Il parco eolico di Rivoli Veronese (VR), realizzato e gestito dall’allora Agsm (ora Magis), costituisce un esempio virtuoso di come la costruzione di un’infrastruttura energetica possa nascere e generare valore da un processo di dialogo e co-progettazione con la comunità locale. La sua costruzione, infatti, è stata promossa inizialmente da Agsm e accolta fin da subito dal comune di Rivoli Veronese che ha assunto il ruolo di facilitatore e mediatore con i concittadini e cittadine, con le associazioni sociali e ambientali e gli stakeholder, favorendo così un consenso diffuso.
L’impianto è situato sul Monte Mesa, area di grande valore naturalistico inserita in un sito di Interesse Comunitario (SIC – ZPS) che ospita prati aridi con orchidee selvatiche e specie floristiche vulnerabili. Per ridurre l’impatto ambientale, Magis ha collaborato fin da subito con il circolo Legambiente “Il Tasso”, il Centro Nazionale Carabinieri Biodiversità di Peri e altri esperti, attuando misure di preservazione, conservazione e ripristino ambientale. Tra le misure adottate è di particolare importanza il recupero e l’ampliamento dei prati aridi esistenti oltra alla cultura in vitro e al trapianto delle orchidee autoctone. Un’altra misura compensativa ha riguardato la realizzazione di un precorso didattico ambientale, oggi frequentato da migliaia di studenti, cittadini e turisti. La stessa Magis organizza ogni anno visite guidate nel parco eolico del Monte Mesa, accompagnando centinaia di studenti, di ogni ordine e grado, e illustrando sia le peculiarità tecniche sia le importanti valenze ambientali di questo importante angolo di territorio.

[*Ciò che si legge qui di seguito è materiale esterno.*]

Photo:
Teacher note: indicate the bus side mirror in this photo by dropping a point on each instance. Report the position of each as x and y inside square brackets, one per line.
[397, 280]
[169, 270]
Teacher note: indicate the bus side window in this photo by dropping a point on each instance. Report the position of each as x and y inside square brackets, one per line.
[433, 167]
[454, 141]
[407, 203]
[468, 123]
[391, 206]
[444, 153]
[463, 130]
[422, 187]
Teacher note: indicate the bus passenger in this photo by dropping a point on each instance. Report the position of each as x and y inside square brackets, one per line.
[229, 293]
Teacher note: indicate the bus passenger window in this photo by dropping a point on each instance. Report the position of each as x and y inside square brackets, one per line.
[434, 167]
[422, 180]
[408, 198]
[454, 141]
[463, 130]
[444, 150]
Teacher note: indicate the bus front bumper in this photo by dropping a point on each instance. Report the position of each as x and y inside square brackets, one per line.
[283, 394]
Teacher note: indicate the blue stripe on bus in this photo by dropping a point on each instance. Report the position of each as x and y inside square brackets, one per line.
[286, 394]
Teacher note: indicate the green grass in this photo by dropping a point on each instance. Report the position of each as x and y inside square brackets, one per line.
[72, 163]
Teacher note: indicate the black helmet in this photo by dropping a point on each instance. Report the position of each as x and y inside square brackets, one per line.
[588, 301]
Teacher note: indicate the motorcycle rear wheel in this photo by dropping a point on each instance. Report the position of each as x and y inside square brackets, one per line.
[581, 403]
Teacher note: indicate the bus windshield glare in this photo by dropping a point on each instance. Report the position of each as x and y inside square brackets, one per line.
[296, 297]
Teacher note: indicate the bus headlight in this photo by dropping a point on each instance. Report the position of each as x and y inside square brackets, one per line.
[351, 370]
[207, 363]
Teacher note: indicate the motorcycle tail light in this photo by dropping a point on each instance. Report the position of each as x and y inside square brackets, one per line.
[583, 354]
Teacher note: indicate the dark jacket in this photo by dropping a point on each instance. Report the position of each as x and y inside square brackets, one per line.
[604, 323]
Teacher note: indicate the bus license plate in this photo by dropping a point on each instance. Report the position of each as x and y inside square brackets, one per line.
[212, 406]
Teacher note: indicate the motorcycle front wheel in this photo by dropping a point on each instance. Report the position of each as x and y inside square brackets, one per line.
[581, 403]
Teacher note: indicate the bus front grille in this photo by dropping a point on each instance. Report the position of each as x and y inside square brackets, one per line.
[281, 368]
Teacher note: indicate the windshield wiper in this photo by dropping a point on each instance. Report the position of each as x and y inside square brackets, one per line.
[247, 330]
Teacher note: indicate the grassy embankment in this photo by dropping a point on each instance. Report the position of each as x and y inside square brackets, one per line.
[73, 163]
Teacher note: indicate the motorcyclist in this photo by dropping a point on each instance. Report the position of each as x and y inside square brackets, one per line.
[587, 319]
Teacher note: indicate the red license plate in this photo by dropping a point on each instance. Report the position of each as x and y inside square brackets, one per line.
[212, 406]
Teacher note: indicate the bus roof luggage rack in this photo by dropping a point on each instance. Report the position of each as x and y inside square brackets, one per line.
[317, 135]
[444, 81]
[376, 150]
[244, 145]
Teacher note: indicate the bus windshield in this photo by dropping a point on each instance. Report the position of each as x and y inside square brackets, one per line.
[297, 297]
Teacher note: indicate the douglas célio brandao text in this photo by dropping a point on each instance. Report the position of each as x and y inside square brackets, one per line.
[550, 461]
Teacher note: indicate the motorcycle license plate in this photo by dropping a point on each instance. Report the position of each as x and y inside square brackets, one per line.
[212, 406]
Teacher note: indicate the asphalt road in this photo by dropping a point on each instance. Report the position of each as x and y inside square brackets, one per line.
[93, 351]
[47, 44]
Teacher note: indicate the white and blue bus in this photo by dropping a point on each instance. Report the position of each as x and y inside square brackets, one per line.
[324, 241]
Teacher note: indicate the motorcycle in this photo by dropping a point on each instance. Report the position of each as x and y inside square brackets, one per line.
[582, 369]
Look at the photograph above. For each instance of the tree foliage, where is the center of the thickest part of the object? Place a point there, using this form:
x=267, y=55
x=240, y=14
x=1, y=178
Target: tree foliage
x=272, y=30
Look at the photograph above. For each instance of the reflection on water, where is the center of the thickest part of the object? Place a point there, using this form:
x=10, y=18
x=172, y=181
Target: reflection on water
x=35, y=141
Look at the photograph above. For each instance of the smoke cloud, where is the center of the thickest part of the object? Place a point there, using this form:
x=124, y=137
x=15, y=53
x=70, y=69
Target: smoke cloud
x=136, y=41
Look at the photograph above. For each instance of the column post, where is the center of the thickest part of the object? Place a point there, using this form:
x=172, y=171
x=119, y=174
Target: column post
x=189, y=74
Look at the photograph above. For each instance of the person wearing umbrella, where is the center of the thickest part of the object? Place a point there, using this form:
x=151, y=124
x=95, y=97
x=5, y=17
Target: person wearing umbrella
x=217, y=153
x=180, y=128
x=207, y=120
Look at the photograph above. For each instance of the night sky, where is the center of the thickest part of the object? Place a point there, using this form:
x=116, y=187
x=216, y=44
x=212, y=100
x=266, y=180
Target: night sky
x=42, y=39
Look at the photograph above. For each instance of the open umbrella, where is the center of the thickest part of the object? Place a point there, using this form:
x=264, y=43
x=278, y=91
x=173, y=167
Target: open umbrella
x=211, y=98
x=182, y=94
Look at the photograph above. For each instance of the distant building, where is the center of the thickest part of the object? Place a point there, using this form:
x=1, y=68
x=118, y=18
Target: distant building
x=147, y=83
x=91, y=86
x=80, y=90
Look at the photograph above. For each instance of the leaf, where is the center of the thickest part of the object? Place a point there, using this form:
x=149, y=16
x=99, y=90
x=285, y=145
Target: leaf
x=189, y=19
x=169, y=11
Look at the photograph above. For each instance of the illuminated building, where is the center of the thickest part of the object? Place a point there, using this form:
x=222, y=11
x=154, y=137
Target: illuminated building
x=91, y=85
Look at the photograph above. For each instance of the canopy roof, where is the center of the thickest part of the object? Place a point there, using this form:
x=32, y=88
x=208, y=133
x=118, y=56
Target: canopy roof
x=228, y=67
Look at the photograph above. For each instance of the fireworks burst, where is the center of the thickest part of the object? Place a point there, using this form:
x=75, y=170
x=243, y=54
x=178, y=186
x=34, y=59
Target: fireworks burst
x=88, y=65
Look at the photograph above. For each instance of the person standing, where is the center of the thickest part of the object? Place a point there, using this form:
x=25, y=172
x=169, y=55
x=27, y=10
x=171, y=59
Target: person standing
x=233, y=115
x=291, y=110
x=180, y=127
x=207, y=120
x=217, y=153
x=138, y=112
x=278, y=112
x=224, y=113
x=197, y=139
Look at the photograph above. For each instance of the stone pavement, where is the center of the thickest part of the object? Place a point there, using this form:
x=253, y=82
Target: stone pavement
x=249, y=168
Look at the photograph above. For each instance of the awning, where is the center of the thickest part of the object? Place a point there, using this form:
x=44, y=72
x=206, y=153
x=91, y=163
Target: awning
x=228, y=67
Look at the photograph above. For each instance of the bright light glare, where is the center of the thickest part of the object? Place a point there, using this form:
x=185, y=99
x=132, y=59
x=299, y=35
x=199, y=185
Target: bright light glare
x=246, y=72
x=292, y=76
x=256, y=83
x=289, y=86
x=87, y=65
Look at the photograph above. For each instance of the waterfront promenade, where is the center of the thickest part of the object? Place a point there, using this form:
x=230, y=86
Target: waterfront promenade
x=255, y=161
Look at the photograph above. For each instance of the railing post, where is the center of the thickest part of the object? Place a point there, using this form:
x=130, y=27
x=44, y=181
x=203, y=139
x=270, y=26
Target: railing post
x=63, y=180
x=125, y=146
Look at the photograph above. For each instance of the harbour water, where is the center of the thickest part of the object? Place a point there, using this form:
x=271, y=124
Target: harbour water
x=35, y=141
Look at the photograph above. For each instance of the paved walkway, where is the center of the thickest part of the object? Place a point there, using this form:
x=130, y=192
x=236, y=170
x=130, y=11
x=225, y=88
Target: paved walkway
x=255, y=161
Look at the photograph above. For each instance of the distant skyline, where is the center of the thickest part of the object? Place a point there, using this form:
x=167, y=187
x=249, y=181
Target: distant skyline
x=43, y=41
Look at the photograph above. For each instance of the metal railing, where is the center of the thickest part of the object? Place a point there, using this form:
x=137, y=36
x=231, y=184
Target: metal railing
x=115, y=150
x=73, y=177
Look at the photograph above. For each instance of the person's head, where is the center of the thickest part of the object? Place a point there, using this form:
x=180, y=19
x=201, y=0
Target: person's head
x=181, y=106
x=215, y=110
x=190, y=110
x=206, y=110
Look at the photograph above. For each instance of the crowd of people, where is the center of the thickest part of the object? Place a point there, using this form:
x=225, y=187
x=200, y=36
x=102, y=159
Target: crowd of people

La realizzazione del parco eolico ha visto il coinvolgimento di moltissime persone che, fin dalla fase progettuale, hanno partecipato ad assemblee pubbliche e consultazioni. Sono stati introdotti strumenti innovativi di condivisione dei benefici, come i “Rivoli bond”, e tariffe energetiche agevolate per i residenti.